If certain predictions hold, the stock market may be set for further growth. Historical data analyzed by the financial research firm CFRA reveals that following the Federal Reserve’s last six instances of raising interest rates, the S&P 500 saw an average increase of 13 percent from the final rate hike to the first rate cut in the subsequent cycle. However, not everyone shares this optimistic outlook. The Wall Street Journal explains that some investors, adopting a more cautious stance, believe that the eventual rise in interest rates will eventually tighten economic conditions, potentially leading to an economic downturn. It’s worth noting that the S&P 500 has already recorded impressive gains this year, as reported by Reuters. This was, in part, bolstered by the resilience of the U.S. economy in the face of increasing interest rates.

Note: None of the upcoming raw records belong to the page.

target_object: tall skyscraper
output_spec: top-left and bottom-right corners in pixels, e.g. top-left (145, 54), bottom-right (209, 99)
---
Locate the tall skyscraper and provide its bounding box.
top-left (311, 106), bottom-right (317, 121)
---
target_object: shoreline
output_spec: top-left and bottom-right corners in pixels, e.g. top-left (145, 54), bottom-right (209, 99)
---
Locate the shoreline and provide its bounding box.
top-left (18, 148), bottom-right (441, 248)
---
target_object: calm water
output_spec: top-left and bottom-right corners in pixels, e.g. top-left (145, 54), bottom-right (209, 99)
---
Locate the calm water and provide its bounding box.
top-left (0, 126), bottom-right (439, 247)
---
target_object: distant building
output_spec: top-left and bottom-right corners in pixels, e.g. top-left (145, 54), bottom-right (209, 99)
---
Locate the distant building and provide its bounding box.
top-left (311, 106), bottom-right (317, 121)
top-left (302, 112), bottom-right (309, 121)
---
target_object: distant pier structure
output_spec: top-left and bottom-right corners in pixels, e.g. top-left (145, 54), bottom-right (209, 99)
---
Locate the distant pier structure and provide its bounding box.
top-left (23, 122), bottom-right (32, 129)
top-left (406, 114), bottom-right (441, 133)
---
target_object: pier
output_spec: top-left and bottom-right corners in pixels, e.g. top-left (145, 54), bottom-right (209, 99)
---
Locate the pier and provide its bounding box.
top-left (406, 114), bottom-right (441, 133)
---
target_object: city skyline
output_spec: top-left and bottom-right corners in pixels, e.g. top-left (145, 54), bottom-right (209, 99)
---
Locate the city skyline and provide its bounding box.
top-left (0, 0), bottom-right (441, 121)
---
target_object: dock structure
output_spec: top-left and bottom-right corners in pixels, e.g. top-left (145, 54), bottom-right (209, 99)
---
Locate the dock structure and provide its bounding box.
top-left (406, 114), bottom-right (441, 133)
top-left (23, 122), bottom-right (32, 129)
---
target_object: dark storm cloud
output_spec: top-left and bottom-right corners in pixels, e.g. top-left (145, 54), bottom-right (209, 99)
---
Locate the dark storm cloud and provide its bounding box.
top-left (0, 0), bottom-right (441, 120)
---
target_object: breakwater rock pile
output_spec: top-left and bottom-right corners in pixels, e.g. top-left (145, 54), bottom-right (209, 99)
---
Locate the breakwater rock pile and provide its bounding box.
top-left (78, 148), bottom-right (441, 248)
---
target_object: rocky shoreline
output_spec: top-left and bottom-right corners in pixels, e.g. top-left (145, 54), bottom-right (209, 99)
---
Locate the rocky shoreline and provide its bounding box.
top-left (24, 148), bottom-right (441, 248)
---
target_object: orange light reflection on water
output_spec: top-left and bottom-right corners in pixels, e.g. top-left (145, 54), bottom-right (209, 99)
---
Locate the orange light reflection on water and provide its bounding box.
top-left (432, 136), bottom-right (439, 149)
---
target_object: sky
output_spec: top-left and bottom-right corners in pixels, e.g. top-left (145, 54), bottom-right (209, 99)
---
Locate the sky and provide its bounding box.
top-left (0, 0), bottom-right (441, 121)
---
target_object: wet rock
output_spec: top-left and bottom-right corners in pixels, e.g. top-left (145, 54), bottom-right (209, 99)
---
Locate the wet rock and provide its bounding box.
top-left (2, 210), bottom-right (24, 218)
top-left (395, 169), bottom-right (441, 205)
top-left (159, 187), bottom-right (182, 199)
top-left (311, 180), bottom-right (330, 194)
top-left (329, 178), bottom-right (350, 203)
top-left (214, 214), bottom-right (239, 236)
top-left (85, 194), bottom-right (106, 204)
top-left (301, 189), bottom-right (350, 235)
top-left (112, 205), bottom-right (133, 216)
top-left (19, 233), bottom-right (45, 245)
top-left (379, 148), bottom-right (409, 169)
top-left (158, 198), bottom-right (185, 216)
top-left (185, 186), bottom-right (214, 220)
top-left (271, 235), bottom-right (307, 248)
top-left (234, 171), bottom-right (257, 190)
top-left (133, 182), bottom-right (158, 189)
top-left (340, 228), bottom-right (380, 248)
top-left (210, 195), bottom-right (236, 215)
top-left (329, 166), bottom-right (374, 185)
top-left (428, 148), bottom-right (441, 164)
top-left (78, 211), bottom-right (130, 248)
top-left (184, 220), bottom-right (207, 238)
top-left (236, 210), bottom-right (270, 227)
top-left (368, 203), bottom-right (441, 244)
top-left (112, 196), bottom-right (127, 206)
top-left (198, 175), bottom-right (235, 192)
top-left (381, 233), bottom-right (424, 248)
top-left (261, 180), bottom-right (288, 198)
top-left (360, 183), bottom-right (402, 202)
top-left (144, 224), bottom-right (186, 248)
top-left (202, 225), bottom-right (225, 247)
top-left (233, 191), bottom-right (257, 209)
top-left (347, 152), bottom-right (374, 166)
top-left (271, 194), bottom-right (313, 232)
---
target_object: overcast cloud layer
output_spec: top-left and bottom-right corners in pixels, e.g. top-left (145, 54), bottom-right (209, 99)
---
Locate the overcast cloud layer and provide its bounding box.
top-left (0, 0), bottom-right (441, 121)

So the final question remains: Why have stock prices not correspondingly reduced with an increase in interest rates? An explanation for this could theoretically come from stocks that were overvalued in the first half of the 2023 market rally. Price to Earnings (P/E) is a prominent financial indicator used to indicate the relative value of a stock price. The stocks that have largely done well in this period are primarily technology and secular growth companies that may be considered overvalued from a valuation perspective. Investors may be more convinced of the future earning potential of these stocks which thrived in a lower interest rate environment instead of the grimmer reality of the pricing multiples decreasing with time as the earnings do not live up to expectations.
Another reason for these relatively high stock prices could be companies issuing debt in 2020-21 and slowly rolling it over time instead of issuing new debt. Currently, the debt issued would be more expensive and would cut down into a larger share of the corporate earnings. This would bring the overall price of the stocks down.
As Powell has specified, the Federal Reserve needs to “proceed carefully” with increasing interest rates, as it’s a thin line between reducing inflation and increasing unemployment as well as lowering the price of the stock market. Only in the future, with the benefit of hindsight, will we be able to see whether he has won the fight against inflation.